Quando desidero un dolce semplice, soffice e adatto tanto alla colazione quanto alla merenda, preparo il ciambellone allo yogurt. Qui trovi dosi affidabili, procedimento, scelta dello yogurt, tempi di cottura, varianti e accorgimenti per evitare un impasto asciutto o poco lievitato.
La ricetta funziona quando equilibrio e cottura sono sotto controllo
- Stampo ideale da 22-24 cm, ben imburrato e infarinato.
- Yogurt cremoso bianco o greco per un impasto morbido e stabile.
- Forno statico a 170-175 °C per circa 40-50 minuti.
- Olio di semi al posto del burro per una consistenza più umida.
- Prova stecchino indispensabile prima di sfornare.

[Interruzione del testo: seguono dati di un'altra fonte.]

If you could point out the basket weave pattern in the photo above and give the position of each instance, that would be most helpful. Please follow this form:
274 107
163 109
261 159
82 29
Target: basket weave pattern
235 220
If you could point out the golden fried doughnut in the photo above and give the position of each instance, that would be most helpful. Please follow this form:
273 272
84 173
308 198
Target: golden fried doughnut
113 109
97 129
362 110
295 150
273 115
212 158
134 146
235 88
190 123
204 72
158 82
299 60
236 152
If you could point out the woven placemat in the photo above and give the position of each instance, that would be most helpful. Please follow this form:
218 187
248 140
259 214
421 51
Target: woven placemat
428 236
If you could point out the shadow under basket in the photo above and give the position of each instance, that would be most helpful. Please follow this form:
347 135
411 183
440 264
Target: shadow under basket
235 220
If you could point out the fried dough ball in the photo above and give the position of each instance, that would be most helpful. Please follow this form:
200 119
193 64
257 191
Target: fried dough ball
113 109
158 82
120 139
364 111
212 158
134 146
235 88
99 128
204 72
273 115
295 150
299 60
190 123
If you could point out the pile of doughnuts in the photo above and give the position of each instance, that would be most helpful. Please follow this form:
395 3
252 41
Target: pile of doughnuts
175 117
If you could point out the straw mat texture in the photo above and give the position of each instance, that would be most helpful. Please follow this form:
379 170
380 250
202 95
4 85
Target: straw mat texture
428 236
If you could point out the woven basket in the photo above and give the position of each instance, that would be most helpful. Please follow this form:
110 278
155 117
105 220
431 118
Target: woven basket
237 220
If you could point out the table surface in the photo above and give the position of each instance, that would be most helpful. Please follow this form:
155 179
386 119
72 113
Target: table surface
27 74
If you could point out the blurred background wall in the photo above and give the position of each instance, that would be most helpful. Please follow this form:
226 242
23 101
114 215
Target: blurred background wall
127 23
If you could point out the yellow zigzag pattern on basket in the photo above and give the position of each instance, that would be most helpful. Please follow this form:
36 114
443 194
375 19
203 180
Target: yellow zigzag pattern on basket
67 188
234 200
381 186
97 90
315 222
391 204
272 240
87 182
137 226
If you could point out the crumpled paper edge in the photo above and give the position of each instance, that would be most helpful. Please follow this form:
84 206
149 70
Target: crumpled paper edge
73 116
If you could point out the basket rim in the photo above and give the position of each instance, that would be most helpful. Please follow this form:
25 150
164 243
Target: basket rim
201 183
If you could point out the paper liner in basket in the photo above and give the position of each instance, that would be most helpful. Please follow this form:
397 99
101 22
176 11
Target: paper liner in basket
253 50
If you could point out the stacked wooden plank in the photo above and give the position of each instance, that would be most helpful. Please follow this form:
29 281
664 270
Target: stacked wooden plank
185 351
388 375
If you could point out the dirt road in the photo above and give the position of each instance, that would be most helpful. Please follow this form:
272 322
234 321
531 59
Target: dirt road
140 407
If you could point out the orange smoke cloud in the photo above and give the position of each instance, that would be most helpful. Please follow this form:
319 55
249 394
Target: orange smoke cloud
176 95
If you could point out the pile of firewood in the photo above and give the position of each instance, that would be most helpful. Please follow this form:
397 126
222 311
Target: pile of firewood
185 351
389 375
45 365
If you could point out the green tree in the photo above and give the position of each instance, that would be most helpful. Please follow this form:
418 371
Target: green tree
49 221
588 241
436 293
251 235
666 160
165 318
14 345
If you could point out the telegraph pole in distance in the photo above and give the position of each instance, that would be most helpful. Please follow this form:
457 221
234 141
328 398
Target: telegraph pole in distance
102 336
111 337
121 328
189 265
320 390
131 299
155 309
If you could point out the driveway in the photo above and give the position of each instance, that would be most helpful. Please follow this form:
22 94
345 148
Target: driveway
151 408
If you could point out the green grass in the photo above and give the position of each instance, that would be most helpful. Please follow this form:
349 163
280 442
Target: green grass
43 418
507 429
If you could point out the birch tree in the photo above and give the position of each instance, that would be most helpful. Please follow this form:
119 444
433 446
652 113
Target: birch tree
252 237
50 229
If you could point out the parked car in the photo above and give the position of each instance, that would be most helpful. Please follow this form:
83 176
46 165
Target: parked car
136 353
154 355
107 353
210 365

Gli ingredienti giusti per un dolce alto e morbido
Per uno stampo a ciambella da 22-24 cm, io uso ingredienti semplici e facilmente reperibili. Le dosi sono pensate per ottenere circa 10-12 fette, senza un dolce troppo compatto né eccessivamente umido al centro.
| Ingrediente | Quantità | Indicazione pratica |
|---|---|---|
| Uova | 3 medie | A temperatura ambiente |
| Zucchero | 180 g | Semolato fine |
| Yogurt bianco | 250 g | Intero, greco o cremoso |
| Olio di semi | 100 ml | Girasole o mais dal gusto neutro |
| Farina 00 | 300 g | Setacciata |
| Fecola di patate | 50 g | Rende la mollica più leggera |
| Lievito per dolci | 16 g | Una bustina |
| Scorza di limone | 1 limone | Solo la parte gialla |
| Sale | 1 pizzico | Aiuta a definire il gusto |
Lo yogurt intero dà un risultato più rotondo e appagante, mentre quello greco rende l’impasto leggermente più denso e spesso più alto. Evito yogurt troppo liquidi o con pezzi di frutta, perché possono alterare la consistenza e creare zone umide difficili da cuocere.

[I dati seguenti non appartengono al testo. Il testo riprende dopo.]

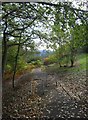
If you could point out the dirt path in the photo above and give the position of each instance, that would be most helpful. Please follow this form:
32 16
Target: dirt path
44 95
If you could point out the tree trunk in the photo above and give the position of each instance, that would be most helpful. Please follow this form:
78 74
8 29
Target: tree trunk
15 64
4 53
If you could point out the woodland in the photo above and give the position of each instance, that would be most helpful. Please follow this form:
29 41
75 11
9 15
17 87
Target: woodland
49 83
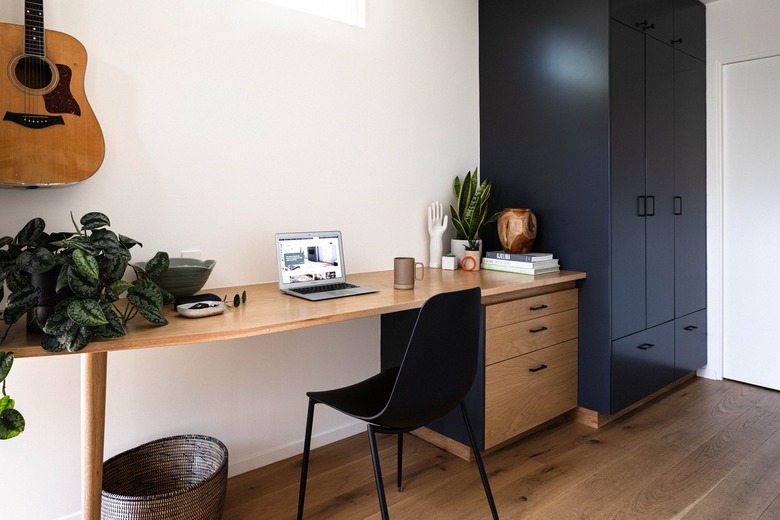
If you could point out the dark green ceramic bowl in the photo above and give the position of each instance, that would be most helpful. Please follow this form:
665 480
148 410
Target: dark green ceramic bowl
184 277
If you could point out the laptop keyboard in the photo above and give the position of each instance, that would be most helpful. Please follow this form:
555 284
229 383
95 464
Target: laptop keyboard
323 288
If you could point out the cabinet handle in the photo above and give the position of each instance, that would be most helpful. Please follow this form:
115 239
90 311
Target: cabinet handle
641 206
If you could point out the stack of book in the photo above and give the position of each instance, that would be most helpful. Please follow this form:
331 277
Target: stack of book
528 263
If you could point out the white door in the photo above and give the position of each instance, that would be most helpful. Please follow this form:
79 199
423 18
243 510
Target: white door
751 221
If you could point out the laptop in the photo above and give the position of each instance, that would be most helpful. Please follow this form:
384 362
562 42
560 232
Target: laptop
311 266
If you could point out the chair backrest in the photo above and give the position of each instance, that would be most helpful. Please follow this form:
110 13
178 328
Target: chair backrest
440 362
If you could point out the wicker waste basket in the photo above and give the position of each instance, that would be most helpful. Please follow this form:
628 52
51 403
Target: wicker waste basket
175 478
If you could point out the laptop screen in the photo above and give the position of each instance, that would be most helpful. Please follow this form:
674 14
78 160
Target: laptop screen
309 258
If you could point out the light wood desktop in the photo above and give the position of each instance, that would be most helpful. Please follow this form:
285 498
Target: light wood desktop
266 311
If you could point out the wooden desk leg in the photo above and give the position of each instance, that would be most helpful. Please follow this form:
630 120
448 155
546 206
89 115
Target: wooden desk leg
93 419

La fecola non è obbligatoria. Se non l’hai in dispensa, sostituiscila con altri 50 g di farina, sapendo però che la mollica sarà un po’ meno delicata. Il burro può sostituire l’olio nella stessa quantità in grammi, ma il risultato sarà più profumato e leggermente più compatto.
Come prepararlo senza perdere la sofficità
Per prima cosa porto uova e yogurt a temperatura ambiente e accendo il forno a 170-175 °C in modalità statica. Imburro lo stampo, lo infarino con attenzione e scuoto via l’eccesso: questo passaggio è decisivo soprattutto nei bordi scanalati della ciambella.
- In una ciotola monto le uova con lo zucchero per 4-5 minuti, fino a ottenere un composto chiaro e gonfio.
- Unisco l’olio a filo, poi lo yogurt, la scorza di limone e il pizzico di sale.
- Setaccio farina, fecola e lievito, quindi li incorporo in 2-3 volte con una spatola o con le fruste alla velocità minima.
- Verso l’impasto nello stampo, riempiendolo per circa due terzi.
- Cuocio nella parte centrale del forno per 40-50 minuti, senza aprire lo sportello nei primi 30 minuti.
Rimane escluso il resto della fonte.